Ceramics and Yangshao culture

By REN ZHIYU / 03-30-2023 / Chinese Social Sciences Today

FILE PHOTO: A painted ceramic bowl of the Miaodigou cultural period

Painted ceramics of the Yangshao culture were first discovered by the Swedish geologist Johan Gunnar Andersson in Yangshao Village, Henan Province, in 1921. Andersson failed to identify the origins of the Yangshao culture due to the prevailing influence of Eurocentrism at that time and the lack of archaeological knowledge: he proposed that the Yangshao culture was introduced from Central Asia.

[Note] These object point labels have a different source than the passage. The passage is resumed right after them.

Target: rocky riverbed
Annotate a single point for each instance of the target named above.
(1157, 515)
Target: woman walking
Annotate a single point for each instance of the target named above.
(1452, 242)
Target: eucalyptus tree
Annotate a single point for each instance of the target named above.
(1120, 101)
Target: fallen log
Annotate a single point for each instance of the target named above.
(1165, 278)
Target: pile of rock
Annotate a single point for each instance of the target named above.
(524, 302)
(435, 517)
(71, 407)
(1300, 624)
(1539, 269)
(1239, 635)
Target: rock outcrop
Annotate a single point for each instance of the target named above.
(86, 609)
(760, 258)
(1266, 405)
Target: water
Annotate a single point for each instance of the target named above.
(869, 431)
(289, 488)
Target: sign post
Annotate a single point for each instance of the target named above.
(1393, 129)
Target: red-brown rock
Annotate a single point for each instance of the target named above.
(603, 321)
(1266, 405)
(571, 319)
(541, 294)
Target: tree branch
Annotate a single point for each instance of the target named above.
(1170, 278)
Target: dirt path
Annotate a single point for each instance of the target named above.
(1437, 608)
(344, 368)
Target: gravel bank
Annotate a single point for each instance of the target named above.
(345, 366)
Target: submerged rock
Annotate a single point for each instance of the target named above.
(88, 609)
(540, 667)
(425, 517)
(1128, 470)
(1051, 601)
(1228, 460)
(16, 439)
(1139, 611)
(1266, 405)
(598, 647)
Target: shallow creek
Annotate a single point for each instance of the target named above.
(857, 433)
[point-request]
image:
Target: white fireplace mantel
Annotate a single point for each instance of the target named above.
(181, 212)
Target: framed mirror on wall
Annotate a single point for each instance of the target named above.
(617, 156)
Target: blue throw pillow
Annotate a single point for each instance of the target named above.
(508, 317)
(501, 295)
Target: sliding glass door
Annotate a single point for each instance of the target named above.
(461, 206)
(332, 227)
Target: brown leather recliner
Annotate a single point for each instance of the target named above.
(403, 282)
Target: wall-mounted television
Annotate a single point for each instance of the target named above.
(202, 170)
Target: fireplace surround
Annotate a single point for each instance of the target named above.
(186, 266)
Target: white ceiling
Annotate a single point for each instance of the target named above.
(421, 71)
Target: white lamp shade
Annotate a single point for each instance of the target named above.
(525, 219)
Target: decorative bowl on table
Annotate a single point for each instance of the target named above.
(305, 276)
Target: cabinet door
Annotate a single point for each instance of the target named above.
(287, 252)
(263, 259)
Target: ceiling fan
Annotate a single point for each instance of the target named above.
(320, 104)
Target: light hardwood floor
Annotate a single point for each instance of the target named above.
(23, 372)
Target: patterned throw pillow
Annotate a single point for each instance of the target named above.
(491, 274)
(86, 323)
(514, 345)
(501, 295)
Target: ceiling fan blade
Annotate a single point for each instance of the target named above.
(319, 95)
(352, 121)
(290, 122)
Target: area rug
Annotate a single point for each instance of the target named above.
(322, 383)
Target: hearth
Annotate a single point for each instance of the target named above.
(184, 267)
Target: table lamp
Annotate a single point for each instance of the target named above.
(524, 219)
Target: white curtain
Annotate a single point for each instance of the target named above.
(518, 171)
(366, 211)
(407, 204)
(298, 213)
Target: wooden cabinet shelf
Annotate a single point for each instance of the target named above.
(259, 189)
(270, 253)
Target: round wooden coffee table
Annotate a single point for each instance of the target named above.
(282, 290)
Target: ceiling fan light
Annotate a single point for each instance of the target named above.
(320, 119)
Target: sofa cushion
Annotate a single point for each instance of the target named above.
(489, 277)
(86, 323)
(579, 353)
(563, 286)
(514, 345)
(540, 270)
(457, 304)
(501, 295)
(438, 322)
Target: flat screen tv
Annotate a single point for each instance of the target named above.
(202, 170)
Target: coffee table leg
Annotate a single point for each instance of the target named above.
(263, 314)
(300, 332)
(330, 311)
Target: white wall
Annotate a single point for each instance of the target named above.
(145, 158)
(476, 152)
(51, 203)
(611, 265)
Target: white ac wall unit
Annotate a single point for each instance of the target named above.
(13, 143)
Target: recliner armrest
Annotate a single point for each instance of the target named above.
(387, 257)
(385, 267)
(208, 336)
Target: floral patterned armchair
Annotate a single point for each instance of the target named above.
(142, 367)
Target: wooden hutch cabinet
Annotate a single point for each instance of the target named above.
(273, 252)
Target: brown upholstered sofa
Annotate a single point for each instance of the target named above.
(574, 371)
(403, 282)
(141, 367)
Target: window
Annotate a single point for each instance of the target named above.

In order to verify his hypothesis, Andersson began to conduct investigations in Gansu, Qinghai and other places. He claimed that there existed no painted pottery dated earlier than the Yangshao ceramics in China, while many prehistoric painted ceramics had been unearthed in Europe and Central Asia at that time.

Since the Yangshao site was the oldest archeological site discovered in China at that time, it became an important task for archaeologists to understand its origins and evolution.

Between 1944 and 1945, renowned Chinese archaeologist Xia Nai discovered that the Qijia culture (about 4000-3900 years ago) appeared later than the Yangshao culture when excavating the Qijiaping site in Gansu, a site previously excavated by Andersson. Archaeological stratigraphic evidence completely overturned Andersson’s view that the prehistoric culture in Qinghai and Gansu was earlier than the Yangshao culture in the Central Plain. In the 1970s, carbon-14 dating of specimens obtained from the Lijiacun site in Shaanxi showed that the site was over 7000 years old, older than the Yangshao culture. Archaeologists finally found cultural relics earlier than the Yangshao culture in China.

Later, archaeologists successively discovered the remains of the Peiligang-Cishan culture and the Laoguantai culture, all dating to more than 8000 years ago, far earlier than the remains of the Yangshao culture. Among them, Laoguantai culture presents the closest relationship with Yangshao culture, and has been regarded as its direct source. In particular, the painted pottery of the Laoguantai culture not only reveals the origin of the painted pottery of the Yangshao culture, but also shaped the style of the later Chinese painted pottery, using red as its primary color.